As it was decided that Tank Road station was unfit to be the terminus of the line, it was decided that the Bukit Timah-Tank Road section of the line would be abandoned, and the line would instead deviate in between Bukit Panjang and Bukit Timah, travelling down a different route which ran along the west of the main town, to a new terminal station at Tanjong Pagar. Cluny Road station, along with the rest of the Bukit Timah-Tank Road section of the line, was closed and abandoned on 2 May 1932, with the opening of the new terminus at Tanjong Pagar.

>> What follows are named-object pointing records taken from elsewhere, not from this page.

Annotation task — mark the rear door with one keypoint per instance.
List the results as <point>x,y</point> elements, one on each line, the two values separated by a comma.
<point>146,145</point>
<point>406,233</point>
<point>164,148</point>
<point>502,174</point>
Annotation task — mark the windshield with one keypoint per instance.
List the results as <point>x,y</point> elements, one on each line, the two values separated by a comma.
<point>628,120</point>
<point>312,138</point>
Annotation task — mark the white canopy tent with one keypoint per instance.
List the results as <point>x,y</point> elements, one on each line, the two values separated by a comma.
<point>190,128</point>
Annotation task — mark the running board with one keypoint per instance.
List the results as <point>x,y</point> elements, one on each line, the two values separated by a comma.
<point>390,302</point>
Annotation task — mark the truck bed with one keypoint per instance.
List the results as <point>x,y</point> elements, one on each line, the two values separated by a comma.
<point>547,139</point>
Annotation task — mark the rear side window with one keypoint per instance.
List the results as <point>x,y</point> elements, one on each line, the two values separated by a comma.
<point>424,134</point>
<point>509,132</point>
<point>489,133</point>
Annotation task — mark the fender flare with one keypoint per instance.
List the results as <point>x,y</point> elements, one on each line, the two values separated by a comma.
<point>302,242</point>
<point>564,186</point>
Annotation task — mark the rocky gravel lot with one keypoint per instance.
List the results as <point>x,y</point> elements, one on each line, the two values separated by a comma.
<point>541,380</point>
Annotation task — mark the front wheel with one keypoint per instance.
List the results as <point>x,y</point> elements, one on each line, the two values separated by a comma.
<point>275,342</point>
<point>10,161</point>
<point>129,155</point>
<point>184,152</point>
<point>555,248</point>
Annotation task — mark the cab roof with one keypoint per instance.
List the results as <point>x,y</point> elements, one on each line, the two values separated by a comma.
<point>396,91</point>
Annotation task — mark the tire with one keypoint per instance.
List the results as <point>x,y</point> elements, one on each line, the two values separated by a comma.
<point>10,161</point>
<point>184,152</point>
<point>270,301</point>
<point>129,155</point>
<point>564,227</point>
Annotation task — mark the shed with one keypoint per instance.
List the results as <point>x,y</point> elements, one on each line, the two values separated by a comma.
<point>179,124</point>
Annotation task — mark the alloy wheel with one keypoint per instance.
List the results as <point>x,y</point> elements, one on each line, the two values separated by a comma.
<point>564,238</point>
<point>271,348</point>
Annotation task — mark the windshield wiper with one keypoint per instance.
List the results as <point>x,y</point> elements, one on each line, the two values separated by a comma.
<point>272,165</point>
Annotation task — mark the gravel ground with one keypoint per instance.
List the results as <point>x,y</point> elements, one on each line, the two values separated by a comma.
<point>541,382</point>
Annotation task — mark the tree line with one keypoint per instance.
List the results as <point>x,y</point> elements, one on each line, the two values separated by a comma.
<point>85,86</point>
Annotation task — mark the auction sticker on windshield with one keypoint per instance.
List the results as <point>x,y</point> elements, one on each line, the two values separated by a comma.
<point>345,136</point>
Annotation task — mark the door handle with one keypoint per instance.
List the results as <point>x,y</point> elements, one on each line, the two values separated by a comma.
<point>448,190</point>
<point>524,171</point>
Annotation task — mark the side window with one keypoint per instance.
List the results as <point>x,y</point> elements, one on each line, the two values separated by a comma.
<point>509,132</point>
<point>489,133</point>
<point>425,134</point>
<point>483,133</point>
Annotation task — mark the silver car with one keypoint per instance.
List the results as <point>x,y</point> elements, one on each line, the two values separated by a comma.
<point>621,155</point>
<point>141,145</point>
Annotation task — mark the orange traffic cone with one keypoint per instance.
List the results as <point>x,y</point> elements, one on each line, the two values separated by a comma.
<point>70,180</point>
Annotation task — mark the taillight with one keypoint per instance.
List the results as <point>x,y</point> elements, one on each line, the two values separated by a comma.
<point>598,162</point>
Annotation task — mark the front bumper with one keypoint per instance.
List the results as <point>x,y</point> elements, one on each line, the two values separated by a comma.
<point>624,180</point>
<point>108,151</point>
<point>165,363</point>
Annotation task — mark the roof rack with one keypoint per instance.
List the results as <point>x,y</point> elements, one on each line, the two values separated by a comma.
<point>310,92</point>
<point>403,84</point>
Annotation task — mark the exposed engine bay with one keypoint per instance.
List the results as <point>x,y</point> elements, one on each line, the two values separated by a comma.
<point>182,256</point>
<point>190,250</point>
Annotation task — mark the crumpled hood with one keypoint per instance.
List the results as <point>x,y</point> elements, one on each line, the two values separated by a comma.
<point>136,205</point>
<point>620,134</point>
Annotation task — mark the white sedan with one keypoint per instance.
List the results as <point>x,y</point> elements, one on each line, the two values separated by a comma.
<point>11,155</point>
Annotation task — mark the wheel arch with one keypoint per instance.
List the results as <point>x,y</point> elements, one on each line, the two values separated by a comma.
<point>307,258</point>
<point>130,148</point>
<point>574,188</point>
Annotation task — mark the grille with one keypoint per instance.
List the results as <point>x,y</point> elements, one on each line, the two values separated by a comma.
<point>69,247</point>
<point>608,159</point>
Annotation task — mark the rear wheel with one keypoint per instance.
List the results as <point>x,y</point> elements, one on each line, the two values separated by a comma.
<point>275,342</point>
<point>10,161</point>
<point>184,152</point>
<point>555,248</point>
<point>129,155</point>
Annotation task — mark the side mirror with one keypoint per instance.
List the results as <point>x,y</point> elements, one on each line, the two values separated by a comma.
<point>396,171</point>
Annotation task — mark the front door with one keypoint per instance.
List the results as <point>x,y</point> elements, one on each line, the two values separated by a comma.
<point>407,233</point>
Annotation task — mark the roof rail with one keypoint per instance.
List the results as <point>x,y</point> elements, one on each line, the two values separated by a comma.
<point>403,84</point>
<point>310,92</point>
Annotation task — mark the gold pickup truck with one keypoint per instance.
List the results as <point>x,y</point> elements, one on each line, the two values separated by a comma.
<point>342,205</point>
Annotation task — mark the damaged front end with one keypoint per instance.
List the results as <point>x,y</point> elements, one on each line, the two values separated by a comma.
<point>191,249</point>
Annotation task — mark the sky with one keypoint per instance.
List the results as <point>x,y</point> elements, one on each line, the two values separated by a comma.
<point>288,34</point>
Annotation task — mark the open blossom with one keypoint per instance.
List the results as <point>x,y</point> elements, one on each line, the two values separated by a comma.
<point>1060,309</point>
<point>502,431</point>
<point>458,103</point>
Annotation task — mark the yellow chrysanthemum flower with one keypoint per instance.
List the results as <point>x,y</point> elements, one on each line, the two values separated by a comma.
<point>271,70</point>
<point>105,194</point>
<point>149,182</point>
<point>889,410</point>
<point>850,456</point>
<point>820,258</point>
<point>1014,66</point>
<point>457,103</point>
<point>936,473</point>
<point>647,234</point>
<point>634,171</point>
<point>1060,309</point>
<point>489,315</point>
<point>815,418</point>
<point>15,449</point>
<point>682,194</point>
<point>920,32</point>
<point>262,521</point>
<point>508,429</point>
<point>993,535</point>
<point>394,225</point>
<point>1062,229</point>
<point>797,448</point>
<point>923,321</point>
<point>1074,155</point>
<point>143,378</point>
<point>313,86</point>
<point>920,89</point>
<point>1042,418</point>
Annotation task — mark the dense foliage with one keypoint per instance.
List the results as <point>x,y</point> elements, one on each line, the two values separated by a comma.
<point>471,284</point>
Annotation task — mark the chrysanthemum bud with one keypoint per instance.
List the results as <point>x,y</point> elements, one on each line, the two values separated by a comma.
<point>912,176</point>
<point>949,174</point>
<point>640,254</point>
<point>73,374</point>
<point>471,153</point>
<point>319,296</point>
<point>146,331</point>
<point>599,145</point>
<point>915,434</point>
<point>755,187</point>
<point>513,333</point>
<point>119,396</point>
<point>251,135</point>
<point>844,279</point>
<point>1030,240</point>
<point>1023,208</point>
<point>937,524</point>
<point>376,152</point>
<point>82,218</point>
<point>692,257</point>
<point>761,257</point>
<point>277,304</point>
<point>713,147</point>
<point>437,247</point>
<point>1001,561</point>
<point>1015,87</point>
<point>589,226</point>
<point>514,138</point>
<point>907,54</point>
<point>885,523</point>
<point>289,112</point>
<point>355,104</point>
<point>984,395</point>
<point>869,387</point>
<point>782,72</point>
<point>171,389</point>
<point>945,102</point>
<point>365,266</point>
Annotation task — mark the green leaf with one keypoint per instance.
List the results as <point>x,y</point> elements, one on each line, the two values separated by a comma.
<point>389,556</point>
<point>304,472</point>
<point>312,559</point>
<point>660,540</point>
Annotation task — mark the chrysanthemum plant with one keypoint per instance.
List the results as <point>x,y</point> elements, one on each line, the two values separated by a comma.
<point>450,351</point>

The former site of the station is currently being occupied by a part of the Dunearn Underpass.

==Incidents==
On 22 February 1908, at around 11.30 at night, a night signal man, stationed near Cluny Road station, was decapitated, and mutilated by an oncoming train. Earlier, he had left his lamp on the tracks, and went to sleep. As he heard the oncoming train, he made a dash for the lamp, but was instead hit by the train. An inquest was held at the station on 26 February 1908, and a verdict of accidental death was returned. The accident was one of two fatal incidents on the railway that year.